TV Writers Abroad

I just got back from Germany, and part of my trip there was devoted to teaching the principles of American TV writing & producing to German writer/producers and network executives with my friend Bryce Zabel. Today on his blog, Bryce sums up the experience perfectly:

The work was very fun, working for a company that facilitates
interaction between U.S. writers and international clients. The idea
here was to share some of the tricks of the trade the U.S.
television industry has learned in order to crank out orders of 22
episodes a season at a factory-like pace. More on that in future posts,
I’d imagine. Let me just say that if anything is holding back German
television it’s not the energy, creativity or ideas of their writers
but the structure of their system which doesn’t allow them to work
together often enough to achieve the greatness they’re capable of. That
seems to be changing. Everybody I met was extremely bright, talented
and motivated to make a better product so the chances are they will,
soon.

 

Bloodsucking Lesbians

Author Bill Crider clued me in to AfterEllen’s list of the ten best lesbian vampire movies…essential knowledge for every American.

Yes,
there is a problematic relationship between sexuality and violence in
these movies, and many lesbian vampire flicks are nothing more than
vehicles for the male desire to see hot women biting each other […]the lesbian
vampire is campy good fun for dykes, complete with plenty of heaving
bosoms framed by low-cut gowns held up by, apparently, the sheer force
of evil.

                  

No Complaints

You don’t see me whine and complain much here, and author John Connolly knows why:

There are good things and bad things about being a writer. In truth,
the good things far outweigh the bad, and the bad are generally things
about which it is churlish to complain.

He’s right. This was the lead-up to him telling the tale of having to fly from South Africa to L.A. to interview Stephen King in New York in front of hundreds of fans and publishing execs.

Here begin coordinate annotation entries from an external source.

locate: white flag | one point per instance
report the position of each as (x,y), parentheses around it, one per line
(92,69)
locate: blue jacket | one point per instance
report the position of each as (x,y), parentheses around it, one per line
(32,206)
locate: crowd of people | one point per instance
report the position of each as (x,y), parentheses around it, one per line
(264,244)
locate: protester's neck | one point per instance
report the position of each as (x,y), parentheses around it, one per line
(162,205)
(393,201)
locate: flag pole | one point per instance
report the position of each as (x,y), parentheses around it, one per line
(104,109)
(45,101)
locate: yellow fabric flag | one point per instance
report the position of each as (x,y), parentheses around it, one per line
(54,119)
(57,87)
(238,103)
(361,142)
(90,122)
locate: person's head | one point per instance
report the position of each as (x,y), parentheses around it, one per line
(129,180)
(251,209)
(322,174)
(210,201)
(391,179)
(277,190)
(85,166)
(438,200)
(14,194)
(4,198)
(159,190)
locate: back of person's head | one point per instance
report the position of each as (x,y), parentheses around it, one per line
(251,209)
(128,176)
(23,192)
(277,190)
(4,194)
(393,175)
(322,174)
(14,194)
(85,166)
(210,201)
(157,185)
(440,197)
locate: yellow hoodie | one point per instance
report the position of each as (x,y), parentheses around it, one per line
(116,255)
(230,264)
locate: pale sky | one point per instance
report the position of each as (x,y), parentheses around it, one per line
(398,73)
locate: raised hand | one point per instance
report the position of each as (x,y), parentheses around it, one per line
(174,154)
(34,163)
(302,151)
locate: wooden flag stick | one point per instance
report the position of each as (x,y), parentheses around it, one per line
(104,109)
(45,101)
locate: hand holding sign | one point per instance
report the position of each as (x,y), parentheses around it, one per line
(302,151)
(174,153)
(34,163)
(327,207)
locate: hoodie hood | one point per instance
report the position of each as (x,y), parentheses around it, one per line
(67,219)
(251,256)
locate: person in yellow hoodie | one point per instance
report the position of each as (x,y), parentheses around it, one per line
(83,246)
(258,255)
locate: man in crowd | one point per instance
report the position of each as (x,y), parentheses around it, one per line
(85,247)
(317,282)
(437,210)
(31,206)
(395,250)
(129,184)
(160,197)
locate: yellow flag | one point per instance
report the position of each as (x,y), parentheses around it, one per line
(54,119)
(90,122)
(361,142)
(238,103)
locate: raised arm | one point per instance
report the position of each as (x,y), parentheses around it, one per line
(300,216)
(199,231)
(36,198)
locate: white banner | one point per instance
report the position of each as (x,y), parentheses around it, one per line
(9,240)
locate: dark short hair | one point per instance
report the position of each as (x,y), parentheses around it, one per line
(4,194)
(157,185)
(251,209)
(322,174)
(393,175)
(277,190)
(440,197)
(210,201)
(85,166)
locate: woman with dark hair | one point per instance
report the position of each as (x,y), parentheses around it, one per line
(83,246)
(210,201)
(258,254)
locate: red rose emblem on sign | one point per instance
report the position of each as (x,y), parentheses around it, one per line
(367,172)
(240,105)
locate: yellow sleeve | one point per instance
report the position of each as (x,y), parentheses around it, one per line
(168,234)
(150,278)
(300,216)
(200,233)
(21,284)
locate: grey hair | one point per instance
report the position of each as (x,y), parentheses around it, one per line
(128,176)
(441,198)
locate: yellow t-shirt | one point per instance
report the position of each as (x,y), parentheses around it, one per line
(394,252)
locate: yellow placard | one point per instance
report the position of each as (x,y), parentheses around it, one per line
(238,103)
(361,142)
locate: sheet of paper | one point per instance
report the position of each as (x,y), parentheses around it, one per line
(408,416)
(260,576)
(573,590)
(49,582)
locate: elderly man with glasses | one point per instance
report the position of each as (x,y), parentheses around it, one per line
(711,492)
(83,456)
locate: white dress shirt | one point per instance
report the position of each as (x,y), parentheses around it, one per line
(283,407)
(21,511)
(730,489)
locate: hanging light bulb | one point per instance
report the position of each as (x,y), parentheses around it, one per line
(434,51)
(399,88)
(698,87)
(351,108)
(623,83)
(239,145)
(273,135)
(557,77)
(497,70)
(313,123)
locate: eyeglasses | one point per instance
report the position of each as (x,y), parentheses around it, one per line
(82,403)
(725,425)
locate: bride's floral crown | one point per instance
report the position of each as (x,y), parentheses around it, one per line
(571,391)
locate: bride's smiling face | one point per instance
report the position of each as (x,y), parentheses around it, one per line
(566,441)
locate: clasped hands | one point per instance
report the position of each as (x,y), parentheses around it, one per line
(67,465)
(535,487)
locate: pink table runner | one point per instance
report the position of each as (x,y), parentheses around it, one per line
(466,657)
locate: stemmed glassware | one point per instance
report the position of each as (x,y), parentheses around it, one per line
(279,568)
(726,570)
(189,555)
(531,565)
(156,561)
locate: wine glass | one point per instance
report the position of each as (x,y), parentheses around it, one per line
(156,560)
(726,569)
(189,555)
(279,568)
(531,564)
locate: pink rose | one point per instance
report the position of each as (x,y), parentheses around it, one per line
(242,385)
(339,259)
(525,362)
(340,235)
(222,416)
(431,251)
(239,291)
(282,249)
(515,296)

True, perhaps I tried too hard with some of my questions, and I am
still kicking myself 24 hours later over the fact that I confused the
words "ambiguous" and "ambivalent" in one of my interrogations (I plead
nerves), an error that King corrected without comment. Yet all through
the interview, and for some time afterwards, a small voice in my head
reminded me that this was probably as good as it was going to get. I
was interviewing a writer whom I had long admired, and whom I had long
wanted to interview, in front of a sympathetic audience. This was a
writer whose work I had begun reading before I even entered my teens,
and my boyhood self could never have imagined that, one day, he would
be sharing a stage with this man.

I know exactly how he feels. I feel that way every day, especially when I am in the company of people like David Morrell, Steve Cannell, Stuart Kaminsky, Ken Levine, Janet Evanovich, Michael Gleason, Robert Parker, Donald Westlake, Sue Grafton, Michael Connelly, William Link…the list goes on and on and on. Half the time I am with these writers I’ve admired for so long, many of whom I now count as friends, I am struck by how unbelievably fortunate and privileged I am.

Scrap Tales

For some time now, Alan Barer has been sharing memories on his blog about our family and his life selling scrap metal with my grandfather Dave in Walla Walla, Washington. Although he’s talking about my family and not yours, I think you’ll enjoy the rememberances as much as I do…and agree that he’s a natural-born storyteller.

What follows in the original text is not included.